Why I wanted to fight a sex offender on wednesday

Feb 11 2011

Two days ago I experienced a parent’s worst nightmare. I got a call from my daughter 5 minutes after she was supposed to be on the school bus.

“Dad. Come quick...”
“A guy in all black is chasing me...”
“I ran into Kelly’s house and he’s banging on the door right now trying to get in...”
“Please come quick!”

The next few minutes were a blur. I bolted out the door in my PJ’s. I wasn’t sure what to expect but it didn’t matter. My adrenaline was at an all time high and I was ready to fight or take a bullet.

I knocked on the door. No answer. I banged on the door. No answer. I called. No answer. So I started yelling.

“Bebe, it’s me.”
“Bebe!”

Finally, she opens the door. Apparently they were hiding under her friends bed. She later told us what happened.

A black guy dressed in all black wearing a face-mask walked towards her while she waited for her bus. She yelled and ran when he started walking faster towards her. Then he too ran yelling ‘hey you stop’. She bolted in the house and a few minutes later he was banging on the door.

The next twelve hours were very revealing for my wife and I. We went online and found there were 12 sex offenders within a mile of our house. I wanted to go knock on all 12 doors to see if one of them chased my daughter. I wanted to hurt someone. Punch someone. Fight someone.

I was angry, disgusted and hurt.

At some point during the day, the thought ‘love your enemies’ came to mind and I honestly almost laughed out loud.

Really? Love my enemies? Sure I can do that.
But what if a sex offender just tried to get my daughter?
Am I supposed to love them too?
Couldn’t even conceive that in the moment.

Later at night, I got a call about a parent who saw the whole thing happen.

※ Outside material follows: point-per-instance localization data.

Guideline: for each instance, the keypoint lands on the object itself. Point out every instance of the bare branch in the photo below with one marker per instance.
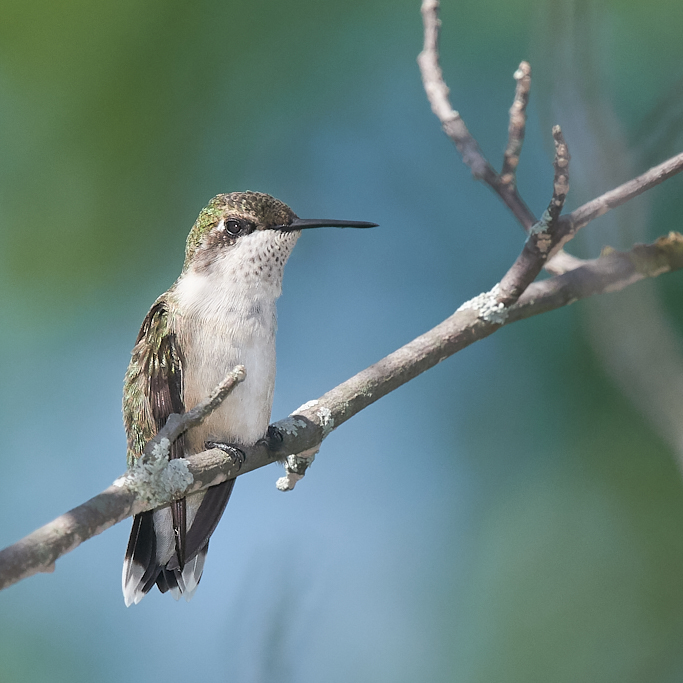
(517, 126)
(537, 247)
(304, 430)
(570, 224)
(452, 123)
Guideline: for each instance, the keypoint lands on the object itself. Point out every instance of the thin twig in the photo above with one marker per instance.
(309, 425)
(517, 126)
(570, 224)
(537, 247)
(452, 123)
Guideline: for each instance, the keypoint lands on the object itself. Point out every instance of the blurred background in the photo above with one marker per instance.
(515, 514)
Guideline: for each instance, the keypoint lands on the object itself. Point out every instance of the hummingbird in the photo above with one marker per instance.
(219, 313)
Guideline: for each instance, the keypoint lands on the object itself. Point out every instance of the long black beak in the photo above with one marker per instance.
(305, 223)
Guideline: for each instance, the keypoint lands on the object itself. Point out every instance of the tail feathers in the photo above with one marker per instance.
(141, 570)
(183, 583)
(151, 556)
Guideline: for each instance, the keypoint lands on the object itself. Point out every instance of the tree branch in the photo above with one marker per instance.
(305, 429)
(517, 126)
(453, 125)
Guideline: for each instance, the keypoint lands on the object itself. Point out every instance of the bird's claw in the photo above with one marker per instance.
(273, 439)
(235, 453)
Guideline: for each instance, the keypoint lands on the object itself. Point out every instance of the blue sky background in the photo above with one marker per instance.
(512, 515)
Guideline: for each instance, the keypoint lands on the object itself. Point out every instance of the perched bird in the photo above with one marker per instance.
(219, 313)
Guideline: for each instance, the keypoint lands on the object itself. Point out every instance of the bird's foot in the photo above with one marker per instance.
(237, 455)
(273, 439)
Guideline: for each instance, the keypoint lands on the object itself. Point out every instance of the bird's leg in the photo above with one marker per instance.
(236, 454)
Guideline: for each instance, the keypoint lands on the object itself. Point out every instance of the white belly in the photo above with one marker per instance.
(211, 350)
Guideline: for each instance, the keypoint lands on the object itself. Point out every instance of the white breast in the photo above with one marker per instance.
(227, 317)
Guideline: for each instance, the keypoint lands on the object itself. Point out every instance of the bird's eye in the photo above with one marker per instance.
(234, 227)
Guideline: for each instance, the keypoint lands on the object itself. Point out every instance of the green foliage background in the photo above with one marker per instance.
(510, 516)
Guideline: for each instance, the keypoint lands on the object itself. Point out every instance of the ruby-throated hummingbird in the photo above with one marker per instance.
(219, 313)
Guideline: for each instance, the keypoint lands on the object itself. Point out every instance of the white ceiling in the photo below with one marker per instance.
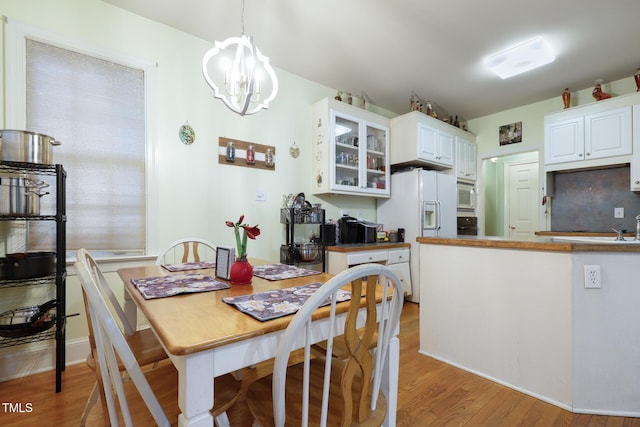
(434, 48)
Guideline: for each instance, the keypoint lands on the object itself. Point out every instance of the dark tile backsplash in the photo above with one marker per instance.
(584, 201)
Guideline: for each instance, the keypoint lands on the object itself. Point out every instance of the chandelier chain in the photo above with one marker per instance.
(242, 18)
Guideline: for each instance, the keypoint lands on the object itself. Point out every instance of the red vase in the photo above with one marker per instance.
(241, 272)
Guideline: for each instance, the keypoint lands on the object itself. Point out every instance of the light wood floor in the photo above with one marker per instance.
(431, 393)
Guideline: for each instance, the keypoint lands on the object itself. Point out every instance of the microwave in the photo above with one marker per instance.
(466, 196)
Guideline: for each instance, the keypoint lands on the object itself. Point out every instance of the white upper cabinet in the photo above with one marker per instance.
(591, 136)
(608, 133)
(350, 150)
(635, 160)
(417, 139)
(466, 154)
(564, 141)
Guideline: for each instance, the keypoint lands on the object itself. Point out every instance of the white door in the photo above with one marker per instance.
(522, 198)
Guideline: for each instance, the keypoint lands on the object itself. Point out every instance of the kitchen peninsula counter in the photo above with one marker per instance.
(542, 243)
(517, 311)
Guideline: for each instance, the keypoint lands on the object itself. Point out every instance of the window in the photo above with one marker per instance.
(96, 107)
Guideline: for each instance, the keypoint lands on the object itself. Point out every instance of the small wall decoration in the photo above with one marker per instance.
(187, 134)
(511, 133)
(234, 152)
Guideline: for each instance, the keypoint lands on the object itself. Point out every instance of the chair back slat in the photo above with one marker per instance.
(111, 345)
(101, 281)
(191, 249)
(354, 381)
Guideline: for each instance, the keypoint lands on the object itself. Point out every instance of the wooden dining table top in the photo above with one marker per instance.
(190, 323)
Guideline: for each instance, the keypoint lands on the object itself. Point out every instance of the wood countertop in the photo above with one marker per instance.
(542, 243)
(359, 247)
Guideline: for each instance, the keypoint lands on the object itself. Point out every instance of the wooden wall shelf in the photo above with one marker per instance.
(241, 154)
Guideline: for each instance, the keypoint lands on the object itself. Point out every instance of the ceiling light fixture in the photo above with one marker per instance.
(239, 74)
(523, 57)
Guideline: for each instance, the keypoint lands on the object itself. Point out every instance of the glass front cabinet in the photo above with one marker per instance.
(351, 150)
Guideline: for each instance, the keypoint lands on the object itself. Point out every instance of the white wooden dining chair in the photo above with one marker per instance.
(147, 397)
(143, 343)
(191, 249)
(327, 391)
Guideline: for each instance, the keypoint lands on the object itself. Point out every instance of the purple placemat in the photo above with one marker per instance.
(279, 302)
(189, 266)
(166, 286)
(281, 271)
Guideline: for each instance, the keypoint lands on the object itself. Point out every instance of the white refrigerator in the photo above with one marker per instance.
(424, 204)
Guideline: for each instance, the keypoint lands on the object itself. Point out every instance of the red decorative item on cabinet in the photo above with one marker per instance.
(599, 94)
(241, 272)
(566, 98)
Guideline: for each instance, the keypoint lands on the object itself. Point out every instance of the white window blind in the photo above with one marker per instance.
(96, 108)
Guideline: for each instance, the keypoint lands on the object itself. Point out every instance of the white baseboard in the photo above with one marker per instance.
(594, 411)
(29, 359)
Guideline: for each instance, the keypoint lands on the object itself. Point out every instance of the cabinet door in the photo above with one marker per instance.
(444, 153)
(465, 164)
(564, 141)
(435, 146)
(361, 152)
(635, 160)
(346, 142)
(404, 274)
(608, 133)
(375, 159)
(428, 143)
(472, 165)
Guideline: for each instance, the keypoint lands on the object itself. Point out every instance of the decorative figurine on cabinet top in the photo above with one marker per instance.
(598, 93)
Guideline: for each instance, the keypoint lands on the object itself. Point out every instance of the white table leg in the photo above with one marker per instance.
(390, 381)
(195, 389)
(130, 309)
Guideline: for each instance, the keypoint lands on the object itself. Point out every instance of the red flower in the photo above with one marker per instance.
(252, 232)
(248, 231)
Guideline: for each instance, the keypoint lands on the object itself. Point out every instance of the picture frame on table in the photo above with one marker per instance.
(225, 258)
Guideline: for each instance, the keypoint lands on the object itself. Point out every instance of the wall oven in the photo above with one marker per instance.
(466, 196)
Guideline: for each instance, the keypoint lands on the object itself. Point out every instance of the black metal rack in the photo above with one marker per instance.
(290, 217)
(58, 279)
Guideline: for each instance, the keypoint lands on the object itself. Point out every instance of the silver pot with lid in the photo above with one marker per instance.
(25, 146)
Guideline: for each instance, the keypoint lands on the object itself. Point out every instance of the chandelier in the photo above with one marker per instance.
(239, 74)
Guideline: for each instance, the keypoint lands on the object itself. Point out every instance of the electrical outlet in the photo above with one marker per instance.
(592, 277)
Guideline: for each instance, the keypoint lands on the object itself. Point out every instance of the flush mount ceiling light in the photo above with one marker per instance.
(520, 58)
(239, 74)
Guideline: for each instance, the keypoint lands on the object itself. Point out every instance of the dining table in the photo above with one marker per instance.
(206, 337)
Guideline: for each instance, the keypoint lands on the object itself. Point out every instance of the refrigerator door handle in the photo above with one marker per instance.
(430, 216)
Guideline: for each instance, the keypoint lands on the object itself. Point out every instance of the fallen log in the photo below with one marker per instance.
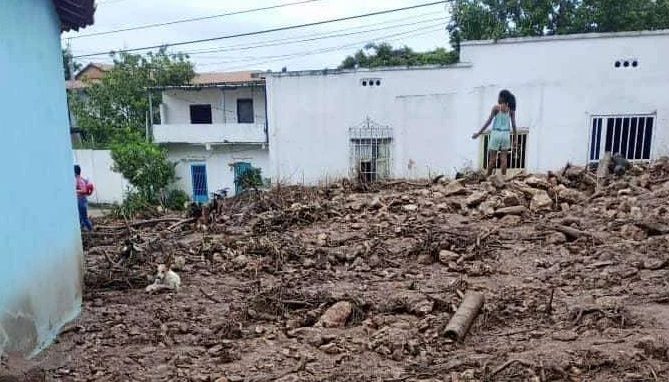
(463, 318)
(653, 228)
(514, 210)
(180, 223)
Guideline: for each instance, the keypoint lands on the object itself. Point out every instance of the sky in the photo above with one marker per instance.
(421, 29)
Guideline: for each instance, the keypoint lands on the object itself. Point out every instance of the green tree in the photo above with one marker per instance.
(69, 64)
(115, 108)
(496, 19)
(374, 56)
(146, 166)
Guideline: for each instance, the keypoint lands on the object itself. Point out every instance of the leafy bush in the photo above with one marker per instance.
(146, 167)
(134, 204)
(250, 179)
(176, 200)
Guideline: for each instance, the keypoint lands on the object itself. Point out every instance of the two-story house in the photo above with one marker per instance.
(215, 128)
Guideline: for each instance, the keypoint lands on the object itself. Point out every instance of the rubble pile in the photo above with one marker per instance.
(339, 284)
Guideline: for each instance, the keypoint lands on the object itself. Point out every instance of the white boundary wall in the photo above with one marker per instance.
(96, 165)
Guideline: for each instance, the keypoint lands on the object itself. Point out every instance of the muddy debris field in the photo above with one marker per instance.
(351, 283)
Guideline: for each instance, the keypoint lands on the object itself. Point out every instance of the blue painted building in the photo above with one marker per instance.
(40, 244)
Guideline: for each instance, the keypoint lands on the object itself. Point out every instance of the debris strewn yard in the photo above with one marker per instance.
(350, 283)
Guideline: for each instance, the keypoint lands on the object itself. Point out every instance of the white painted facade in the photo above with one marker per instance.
(96, 166)
(561, 83)
(219, 162)
(218, 145)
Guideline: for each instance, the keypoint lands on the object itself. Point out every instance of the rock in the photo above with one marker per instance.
(330, 348)
(419, 305)
(337, 315)
(515, 210)
(322, 239)
(569, 195)
(636, 213)
(179, 263)
(410, 207)
(475, 198)
(510, 199)
(565, 335)
(453, 188)
(488, 206)
(541, 201)
(536, 182)
(498, 181)
(376, 203)
(312, 336)
(654, 264)
(628, 272)
(445, 257)
(308, 263)
(425, 259)
(289, 378)
(510, 220)
(240, 261)
(556, 238)
(374, 261)
(632, 232)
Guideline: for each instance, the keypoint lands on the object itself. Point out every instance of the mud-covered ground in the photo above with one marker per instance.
(575, 278)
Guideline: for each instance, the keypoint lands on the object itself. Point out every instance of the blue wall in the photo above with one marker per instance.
(40, 245)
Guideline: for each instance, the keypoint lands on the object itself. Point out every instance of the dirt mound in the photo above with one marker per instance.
(573, 269)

Apparently Bebe’s bus was stuck in snow two streets over and the bus driver got out to inform the kids he was running behind. He was dressed in all black with a face-mask. Long story short, he was walking towards bebe to get her attention about running late and she did what we told her to do: Never engage strangers.

Saying we felt relief would be an understatement. We were thankful, happy and proud of how bebe handled the whole situation.

But I gotta tell you this little incident exposed parts of my heart that i never thought existed. I was so disgusted and angry, and to be honest I’m not sure how to process it all so I’m asking for insight.

What do you think?

Like I said there are 12 registered sex offenders around me. 12 people who in my opinion pose a threat to my family.

What do I do with this knowledge? Should I have automatically assumed the worst about them? How do I love them? Where do they fit in Gods story? How does the church respond? Out of sight, out of mind? What about my heart? If the story had ended differently, was I really supposed to love this guy? Should there be a difference between how I and my non-Christian neighbor responds to our sex offender neighbors? If so, what is it?

A ocean of questions today. Feel free to jump in anywhere. I really could use some insight.